Finanzielle, gewinnbringende Überlegungen waren ihm fremd, es war ihm einfach
unmöglich aus seinem Wissen und Können Profit zu ziehen. Allein mit Horoskopen
wäre es ihm ohne weiteres möglich gewesen, reich und damit angesehen zu werden.
U.a. erfand er auch ein patentiertes Gerät, das ermöglichte, die Konstellation, d.h. die
Stellung der Himmelskörper zueinander, zu fixieren.

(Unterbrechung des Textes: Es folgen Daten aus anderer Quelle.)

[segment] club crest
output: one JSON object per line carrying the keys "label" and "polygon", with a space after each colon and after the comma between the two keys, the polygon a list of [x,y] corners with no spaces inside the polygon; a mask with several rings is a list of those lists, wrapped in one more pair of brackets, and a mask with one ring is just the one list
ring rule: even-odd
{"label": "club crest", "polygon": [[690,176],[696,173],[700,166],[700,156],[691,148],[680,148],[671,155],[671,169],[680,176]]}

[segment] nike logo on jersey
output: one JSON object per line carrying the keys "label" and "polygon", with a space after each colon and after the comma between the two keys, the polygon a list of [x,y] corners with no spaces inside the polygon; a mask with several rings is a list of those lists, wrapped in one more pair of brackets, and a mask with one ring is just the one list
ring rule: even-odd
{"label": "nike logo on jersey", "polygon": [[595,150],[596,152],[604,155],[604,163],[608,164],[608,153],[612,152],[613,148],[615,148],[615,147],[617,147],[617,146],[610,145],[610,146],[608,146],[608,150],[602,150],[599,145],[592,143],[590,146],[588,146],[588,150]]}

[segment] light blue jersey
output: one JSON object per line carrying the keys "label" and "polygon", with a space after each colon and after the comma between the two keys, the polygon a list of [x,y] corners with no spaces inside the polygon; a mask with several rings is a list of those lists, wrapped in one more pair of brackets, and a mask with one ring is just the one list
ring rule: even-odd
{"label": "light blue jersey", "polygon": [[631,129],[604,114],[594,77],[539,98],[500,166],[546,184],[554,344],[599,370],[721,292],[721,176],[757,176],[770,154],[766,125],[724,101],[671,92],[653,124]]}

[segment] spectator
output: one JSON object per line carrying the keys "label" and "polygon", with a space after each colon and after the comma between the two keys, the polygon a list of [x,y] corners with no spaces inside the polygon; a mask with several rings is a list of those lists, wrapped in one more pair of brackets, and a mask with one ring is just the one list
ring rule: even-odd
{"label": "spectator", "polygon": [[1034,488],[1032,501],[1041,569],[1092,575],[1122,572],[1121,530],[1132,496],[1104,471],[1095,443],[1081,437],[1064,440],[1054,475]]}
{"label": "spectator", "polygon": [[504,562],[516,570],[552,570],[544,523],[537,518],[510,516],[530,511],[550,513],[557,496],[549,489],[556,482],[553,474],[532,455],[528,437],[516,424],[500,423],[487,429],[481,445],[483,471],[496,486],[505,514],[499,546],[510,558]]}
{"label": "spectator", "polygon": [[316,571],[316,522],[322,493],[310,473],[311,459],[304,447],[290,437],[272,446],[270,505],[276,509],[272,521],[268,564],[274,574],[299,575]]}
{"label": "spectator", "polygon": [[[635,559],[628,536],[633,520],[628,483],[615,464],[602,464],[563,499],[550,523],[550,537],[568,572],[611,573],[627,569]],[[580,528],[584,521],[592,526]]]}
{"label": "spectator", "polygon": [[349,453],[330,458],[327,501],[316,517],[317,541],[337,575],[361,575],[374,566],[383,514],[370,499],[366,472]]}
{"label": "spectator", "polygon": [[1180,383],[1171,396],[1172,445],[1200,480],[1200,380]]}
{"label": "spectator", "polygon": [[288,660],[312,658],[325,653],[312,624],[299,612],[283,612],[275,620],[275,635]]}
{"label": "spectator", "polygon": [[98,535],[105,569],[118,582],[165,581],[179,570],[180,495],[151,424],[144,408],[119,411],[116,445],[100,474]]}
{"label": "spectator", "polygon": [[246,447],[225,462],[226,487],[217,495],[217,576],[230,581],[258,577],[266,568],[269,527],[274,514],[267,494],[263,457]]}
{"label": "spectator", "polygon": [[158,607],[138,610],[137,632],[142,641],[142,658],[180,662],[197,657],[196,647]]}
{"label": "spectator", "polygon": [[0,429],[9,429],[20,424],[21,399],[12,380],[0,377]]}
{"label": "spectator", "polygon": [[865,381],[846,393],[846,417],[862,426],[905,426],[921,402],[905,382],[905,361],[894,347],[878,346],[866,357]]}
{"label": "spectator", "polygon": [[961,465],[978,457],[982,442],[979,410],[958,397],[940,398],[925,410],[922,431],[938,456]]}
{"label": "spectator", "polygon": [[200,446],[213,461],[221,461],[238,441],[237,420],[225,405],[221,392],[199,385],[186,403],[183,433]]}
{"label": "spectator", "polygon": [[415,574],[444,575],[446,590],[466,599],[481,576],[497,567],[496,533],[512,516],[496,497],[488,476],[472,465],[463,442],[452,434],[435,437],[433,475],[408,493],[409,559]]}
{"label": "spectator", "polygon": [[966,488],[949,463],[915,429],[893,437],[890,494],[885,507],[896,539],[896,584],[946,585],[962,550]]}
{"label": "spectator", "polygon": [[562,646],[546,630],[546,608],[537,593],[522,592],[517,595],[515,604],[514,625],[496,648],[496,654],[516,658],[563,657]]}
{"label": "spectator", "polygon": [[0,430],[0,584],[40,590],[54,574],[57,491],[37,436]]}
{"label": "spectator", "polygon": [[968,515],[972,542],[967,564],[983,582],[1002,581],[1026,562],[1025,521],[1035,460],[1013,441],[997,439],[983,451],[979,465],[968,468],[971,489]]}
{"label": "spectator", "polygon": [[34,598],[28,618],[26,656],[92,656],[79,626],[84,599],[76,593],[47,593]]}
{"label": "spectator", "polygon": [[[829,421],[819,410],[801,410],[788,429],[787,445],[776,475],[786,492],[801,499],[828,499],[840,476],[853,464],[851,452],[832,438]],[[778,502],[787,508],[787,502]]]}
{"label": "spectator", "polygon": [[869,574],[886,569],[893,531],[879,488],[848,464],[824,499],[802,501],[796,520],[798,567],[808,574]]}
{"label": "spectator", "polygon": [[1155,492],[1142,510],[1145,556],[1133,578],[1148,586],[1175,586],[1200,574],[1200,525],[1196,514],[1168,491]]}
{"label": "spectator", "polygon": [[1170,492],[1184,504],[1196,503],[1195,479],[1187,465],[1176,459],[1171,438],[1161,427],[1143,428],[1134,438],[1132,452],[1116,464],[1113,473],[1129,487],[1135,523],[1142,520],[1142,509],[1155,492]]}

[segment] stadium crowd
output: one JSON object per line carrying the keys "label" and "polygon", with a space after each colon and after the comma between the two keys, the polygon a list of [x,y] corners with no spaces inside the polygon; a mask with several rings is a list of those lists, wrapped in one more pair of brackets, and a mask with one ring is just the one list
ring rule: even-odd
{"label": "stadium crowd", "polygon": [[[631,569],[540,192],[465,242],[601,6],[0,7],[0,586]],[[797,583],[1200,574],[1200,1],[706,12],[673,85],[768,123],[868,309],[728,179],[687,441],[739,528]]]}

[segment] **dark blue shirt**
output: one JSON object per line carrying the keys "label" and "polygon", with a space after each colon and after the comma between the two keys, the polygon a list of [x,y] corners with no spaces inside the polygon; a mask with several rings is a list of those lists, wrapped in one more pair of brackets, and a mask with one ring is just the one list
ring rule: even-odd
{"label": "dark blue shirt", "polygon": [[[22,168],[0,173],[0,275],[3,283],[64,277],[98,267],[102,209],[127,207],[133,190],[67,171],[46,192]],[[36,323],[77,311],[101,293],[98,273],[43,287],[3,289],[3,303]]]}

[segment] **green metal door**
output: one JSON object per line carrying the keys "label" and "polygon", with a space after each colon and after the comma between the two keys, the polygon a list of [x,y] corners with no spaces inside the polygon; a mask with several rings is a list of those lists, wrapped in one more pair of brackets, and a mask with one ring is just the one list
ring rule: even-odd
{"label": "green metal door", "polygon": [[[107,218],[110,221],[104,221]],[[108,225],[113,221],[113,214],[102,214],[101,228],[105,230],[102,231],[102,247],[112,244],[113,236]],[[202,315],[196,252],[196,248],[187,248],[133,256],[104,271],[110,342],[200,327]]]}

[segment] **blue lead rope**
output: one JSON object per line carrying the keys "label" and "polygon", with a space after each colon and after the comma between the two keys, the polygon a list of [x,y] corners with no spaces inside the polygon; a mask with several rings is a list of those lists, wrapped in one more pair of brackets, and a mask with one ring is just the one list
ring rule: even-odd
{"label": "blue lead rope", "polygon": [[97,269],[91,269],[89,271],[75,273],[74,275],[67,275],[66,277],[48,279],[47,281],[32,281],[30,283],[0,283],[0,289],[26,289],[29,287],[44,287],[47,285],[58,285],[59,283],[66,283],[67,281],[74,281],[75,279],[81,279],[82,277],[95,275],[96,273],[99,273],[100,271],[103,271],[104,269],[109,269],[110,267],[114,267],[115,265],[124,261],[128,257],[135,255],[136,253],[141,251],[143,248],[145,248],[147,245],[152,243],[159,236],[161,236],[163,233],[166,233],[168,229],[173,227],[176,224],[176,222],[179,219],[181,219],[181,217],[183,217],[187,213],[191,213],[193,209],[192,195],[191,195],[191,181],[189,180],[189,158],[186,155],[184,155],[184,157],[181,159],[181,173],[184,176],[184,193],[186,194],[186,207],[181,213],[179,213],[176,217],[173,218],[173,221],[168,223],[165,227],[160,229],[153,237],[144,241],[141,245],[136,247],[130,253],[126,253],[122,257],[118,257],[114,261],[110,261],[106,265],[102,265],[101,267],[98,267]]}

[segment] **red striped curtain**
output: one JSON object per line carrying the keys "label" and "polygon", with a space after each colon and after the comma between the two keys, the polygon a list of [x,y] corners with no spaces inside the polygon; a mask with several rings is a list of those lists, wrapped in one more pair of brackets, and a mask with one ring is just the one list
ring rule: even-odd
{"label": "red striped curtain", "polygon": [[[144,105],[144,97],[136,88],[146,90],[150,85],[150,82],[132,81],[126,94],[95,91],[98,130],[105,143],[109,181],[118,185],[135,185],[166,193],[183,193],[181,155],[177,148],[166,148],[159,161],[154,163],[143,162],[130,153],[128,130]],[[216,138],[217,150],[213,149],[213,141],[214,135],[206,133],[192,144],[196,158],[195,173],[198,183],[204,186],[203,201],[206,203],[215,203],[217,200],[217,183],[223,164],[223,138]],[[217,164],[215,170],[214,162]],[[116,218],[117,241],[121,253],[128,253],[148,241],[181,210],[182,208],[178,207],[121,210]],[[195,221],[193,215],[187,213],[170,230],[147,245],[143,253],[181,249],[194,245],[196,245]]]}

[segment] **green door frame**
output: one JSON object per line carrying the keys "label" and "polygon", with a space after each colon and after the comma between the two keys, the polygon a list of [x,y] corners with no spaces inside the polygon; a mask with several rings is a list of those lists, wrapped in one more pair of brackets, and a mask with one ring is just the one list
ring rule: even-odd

Was er aus den Sternen zu lesen glaubte, bestärkte und überzeugte ihn von der Unzulänglichkeit
und Sinnlosigkeit alles Tuns. Von tiefster Resignation erfaßt, sprach er oft
vom kommenden Krieg und vom Untergang.

Seine Prognosen waren vielfach verblüffend genau. Einmal gab er mir ein verschlossenes
Kuvert, das ich erst mit seiner Zustimmung öffnen sollte, die er dann ein halbes Jahr
später gab. Auf einem Zettel stand, daß am (Datum) ein Mädchen (mit Namen) sterben
wird. Das Mädchen starb tatsächlich an diesem Tage. Eine Warnung an die Familie des
Mädchens wäre bedenklich gewesen, hätte Angst und Unruhe gestiftet, ohne etwas zu
bewirken, er konnte nur hoffen, sich geirrt zu haben. Ansonsten machte er kein Aufhebens
mit seinen Voraussagen. Nur einmal als der Krieg ausbrach, machte er eine Ausnahme
. Wir saßen mit Freunden zusammen in einer Gartenwirtschaft. Die aufgeladene
Atmosphäre veranlaßte ihn, aber ganz ohne Pathos, vorauszusagen, wer von uns im
Felde bleibt, wer zurückkehrt und wer als erster aus Kenzingen fällt, was auch eintraf.
Daß einer solch spektakulären Auslassung eine enorme Arbeit und ungeheuere Selbstüberwindung
voraus geht, bleibt dem Laien verborgen. Ebensooft sind seine Prognosen
danebengelegen, aber Fehlschlüsse nahm er mit Achselzucken hin: „Die Sterne lügen
und bestimmen nicht, sie tendieren." Wegen dieser Ungewißheit auch hielt er Geschäfte
mit Horoskopen für unseriös und für ihn nicht machbar.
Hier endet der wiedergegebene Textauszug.